Step 2: Thinking the state transition equation
This step is doing Category Discussion (characters are equal according to the head and tail), to give an analysis of the status definitions:
dp [i] [j] = (s [i] == s [j]) and dp [i + 1] [j - 1]
Analysis of the state transition equation:
(1) "Dynamic programming" fill in fact a two-dimensional table, the relationship between i and j is the i <= j, and therefore, only the upper half of the need to fill this table;
(2) at s [i] == s [j] and the establishment of j - i <3 premise, a conclusion can be directly, dp [i] [j] = true, otherwise it performs a state transition.

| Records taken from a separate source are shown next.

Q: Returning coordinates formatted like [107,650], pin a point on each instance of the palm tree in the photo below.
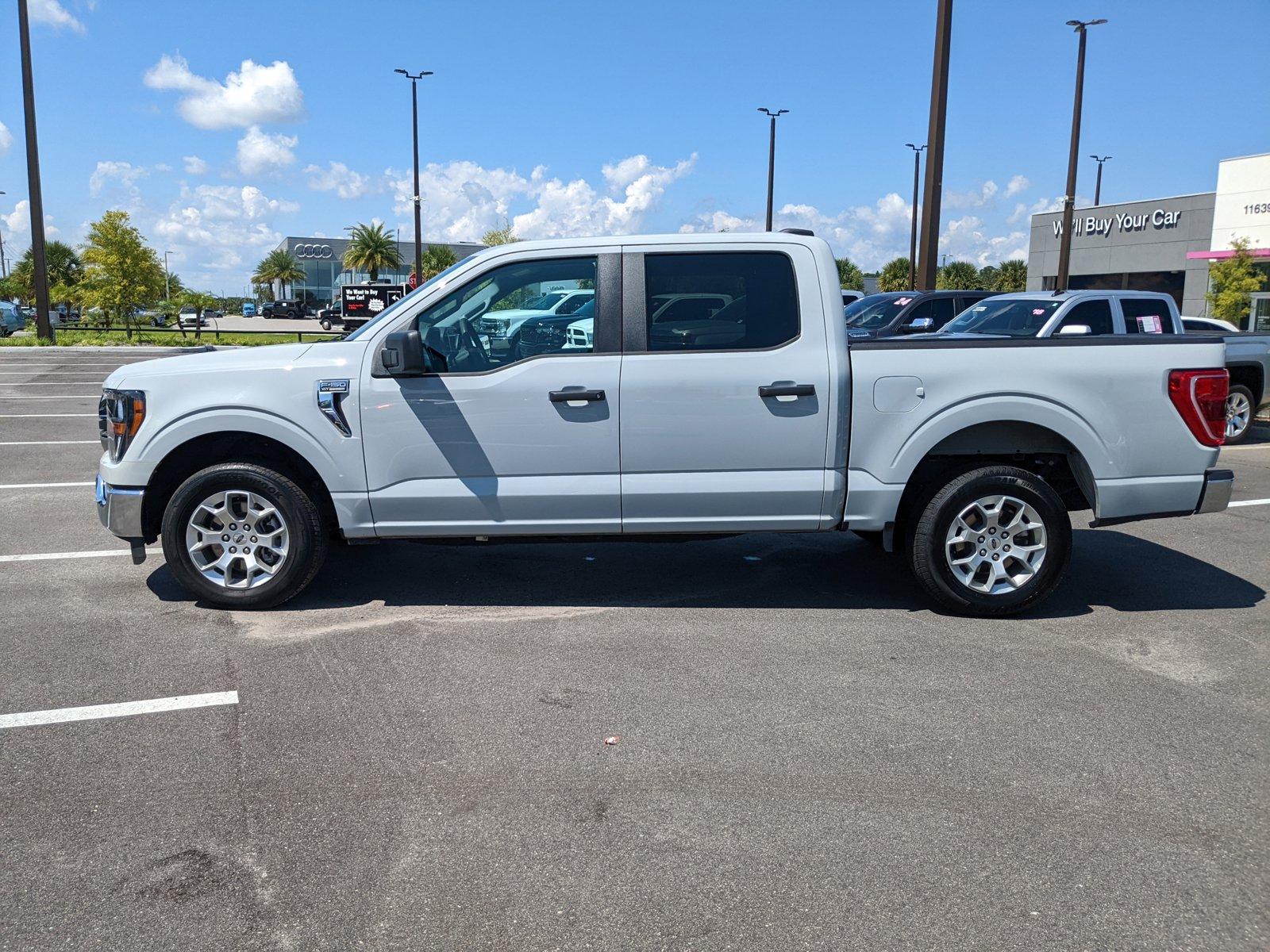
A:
[436,259]
[371,248]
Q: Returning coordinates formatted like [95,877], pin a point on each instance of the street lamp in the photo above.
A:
[418,225]
[1064,248]
[40,263]
[912,238]
[1098,184]
[772,160]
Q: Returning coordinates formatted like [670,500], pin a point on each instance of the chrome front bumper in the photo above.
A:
[120,509]
[1216,494]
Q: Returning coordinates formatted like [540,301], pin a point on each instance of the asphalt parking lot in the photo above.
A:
[410,755]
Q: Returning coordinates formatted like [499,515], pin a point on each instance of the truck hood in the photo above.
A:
[281,357]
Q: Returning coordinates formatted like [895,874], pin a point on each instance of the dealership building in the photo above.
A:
[1164,244]
[323,262]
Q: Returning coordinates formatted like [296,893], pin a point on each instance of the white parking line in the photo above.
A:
[127,708]
[54,556]
[42,486]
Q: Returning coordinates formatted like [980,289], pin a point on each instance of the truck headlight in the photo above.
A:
[120,416]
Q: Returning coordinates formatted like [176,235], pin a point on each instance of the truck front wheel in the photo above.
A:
[992,543]
[243,536]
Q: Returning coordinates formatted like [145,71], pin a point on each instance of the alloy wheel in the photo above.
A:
[238,539]
[996,545]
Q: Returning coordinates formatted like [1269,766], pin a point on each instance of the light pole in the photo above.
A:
[40,263]
[418,217]
[1098,183]
[912,238]
[1064,248]
[772,160]
[4,272]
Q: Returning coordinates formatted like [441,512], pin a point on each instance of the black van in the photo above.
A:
[907,311]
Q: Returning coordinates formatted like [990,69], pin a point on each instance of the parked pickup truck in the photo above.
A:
[964,455]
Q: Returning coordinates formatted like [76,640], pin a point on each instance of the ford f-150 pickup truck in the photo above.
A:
[963,455]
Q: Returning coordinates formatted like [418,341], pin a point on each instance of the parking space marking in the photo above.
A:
[127,708]
[92,554]
[42,486]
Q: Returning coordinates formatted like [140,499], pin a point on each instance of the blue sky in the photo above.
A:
[228,125]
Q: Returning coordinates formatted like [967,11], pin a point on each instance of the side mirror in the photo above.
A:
[403,355]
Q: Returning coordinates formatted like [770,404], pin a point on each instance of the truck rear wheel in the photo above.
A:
[992,543]
[243,536]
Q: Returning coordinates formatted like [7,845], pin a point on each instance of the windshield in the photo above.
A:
[1010,317]
[876,310]
[391,311]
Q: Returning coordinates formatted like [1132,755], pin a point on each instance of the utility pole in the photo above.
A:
[912,238]
[772,160]
[1098,183]
[935,140]
[44,325]
[418,215]
[1064,247]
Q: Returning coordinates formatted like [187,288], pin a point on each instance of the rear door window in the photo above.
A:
[1146,315]
[1096,315]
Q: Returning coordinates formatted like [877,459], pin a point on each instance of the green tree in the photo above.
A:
[121,272]
[956,276]
[200,301]
[371,249]
[498,236]
[895,276]
[1230,282]
[850,274]
[1011,276]
[436,259]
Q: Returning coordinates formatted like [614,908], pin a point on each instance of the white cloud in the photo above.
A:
[54,14]
[256,94]
[260,152]
[111,173]
[18,222]
[342,181]
[976,198]
[217,224]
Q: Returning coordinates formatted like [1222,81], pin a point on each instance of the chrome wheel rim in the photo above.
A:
[1238,413]
[996,545]
[238,539]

Note: The classification technique is discussed in turn transfer equation of state structure. Classification of state space, think about what the optimal substructure in the end yes. That is how big the problem is to get the optimal solution from the optimal solution to a small problem.
Step 3: Consider initialization
Initialization time, must be palindromic single character string initialized so the diagonal is 1, i.e., dp [i] [i] = 1.
In fact, the initialization of the parts are omitted. Because only when a certain character is palindromic, dp [i] [i] will not be a state other reference value.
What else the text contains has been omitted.